Die ersten Fahrzeuge sollten 2028 im italienischen Panda-Werk ‌in Pomigliano ⁠d'Arco vom Band laufen, teilte Stellantis am Dienstag mit. Einem Insider zufolge ⁠sollen sie zu einem Preis von ungefähr 15'000 Euro auf den Markt kommen. Stellantis setzt nach eigenen ‌Angaben auf Partnerschaften, um die Kosten im Griff zu ‌behalten und die Entwicklung zu beschleunigen. Stellantis-Chef ​Antonio Filosa sagte, Ziel sei es, die Nachfrage nach kleinen, stylischen in Europa gebauten Fahrzeugen zu bedienen.
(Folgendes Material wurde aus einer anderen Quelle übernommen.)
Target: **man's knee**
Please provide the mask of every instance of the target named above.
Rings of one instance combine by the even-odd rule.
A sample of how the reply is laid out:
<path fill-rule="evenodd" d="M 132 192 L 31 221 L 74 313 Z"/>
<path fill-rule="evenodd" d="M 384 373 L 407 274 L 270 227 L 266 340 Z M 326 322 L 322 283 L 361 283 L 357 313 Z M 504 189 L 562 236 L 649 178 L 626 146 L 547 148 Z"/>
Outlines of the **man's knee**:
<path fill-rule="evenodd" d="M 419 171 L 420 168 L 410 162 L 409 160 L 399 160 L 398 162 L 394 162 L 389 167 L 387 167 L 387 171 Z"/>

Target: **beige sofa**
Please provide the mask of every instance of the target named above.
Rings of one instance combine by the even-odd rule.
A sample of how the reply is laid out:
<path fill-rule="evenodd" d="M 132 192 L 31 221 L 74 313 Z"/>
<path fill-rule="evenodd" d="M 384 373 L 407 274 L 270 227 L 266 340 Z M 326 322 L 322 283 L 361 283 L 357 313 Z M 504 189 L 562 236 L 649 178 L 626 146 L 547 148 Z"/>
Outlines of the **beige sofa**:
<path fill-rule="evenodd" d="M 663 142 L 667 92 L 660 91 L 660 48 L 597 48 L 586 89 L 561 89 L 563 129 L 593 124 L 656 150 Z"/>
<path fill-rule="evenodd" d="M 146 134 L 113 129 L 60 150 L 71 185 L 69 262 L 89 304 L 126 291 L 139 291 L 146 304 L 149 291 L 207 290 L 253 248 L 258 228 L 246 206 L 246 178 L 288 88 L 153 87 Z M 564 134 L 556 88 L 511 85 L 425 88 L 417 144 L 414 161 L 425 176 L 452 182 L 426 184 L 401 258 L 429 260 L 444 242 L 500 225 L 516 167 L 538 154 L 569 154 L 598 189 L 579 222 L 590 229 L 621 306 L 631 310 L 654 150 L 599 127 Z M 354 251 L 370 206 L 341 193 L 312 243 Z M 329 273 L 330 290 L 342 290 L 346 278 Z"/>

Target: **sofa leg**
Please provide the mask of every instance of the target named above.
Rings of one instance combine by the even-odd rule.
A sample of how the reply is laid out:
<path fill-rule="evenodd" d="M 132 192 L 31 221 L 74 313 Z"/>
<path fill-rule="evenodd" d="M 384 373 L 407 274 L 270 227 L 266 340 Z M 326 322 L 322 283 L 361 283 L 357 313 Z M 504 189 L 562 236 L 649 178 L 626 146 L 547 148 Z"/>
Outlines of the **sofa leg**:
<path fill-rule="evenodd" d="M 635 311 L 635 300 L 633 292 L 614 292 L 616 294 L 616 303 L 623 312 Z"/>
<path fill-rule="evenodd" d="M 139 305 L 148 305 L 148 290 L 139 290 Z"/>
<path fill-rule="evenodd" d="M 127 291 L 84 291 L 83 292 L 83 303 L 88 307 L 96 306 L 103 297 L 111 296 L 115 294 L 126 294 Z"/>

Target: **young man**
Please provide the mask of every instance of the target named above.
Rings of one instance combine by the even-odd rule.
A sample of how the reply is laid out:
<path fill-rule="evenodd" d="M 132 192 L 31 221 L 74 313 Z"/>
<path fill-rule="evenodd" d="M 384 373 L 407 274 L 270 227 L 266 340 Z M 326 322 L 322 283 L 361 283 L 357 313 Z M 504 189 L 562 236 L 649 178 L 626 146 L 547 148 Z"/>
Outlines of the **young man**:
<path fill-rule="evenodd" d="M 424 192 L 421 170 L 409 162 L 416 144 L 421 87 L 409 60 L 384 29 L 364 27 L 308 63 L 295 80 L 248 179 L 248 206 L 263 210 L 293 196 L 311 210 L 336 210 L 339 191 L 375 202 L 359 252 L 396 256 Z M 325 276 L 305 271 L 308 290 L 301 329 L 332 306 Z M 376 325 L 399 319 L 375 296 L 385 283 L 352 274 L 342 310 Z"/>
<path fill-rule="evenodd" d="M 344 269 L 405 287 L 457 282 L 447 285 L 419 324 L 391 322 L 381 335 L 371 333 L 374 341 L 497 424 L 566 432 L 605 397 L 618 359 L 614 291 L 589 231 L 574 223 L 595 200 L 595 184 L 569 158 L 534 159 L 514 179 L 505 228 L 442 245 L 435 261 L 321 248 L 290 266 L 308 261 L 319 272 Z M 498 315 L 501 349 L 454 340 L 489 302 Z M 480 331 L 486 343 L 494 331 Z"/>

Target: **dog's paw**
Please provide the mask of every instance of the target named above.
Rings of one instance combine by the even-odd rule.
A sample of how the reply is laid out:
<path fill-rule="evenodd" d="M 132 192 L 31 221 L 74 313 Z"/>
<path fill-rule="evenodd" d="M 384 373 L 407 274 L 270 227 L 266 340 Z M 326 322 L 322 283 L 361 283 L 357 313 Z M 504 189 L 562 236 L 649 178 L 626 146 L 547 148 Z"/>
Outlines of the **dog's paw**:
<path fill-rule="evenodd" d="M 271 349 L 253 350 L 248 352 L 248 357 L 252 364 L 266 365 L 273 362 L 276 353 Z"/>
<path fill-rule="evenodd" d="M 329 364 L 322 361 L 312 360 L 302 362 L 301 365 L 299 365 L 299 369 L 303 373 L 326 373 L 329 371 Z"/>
Stellantis wirbt schon länger für eine neue Kategorie an kleinen Elektroautos, die sich an den japanischen «Kei-Cars» orientieren. Die Europäische Union hatte in ihrem Automobilpaket angekündigt, ‌Autoherstellern für den Bau von kleinen Elektroautos in Europa entgegenzukommen. Stellantis hatte davor gewarnt, dass ohne günstigere Elektroautos die Transformation hin zu einer CO2-neutralen Mobilität ins Stocken gerät.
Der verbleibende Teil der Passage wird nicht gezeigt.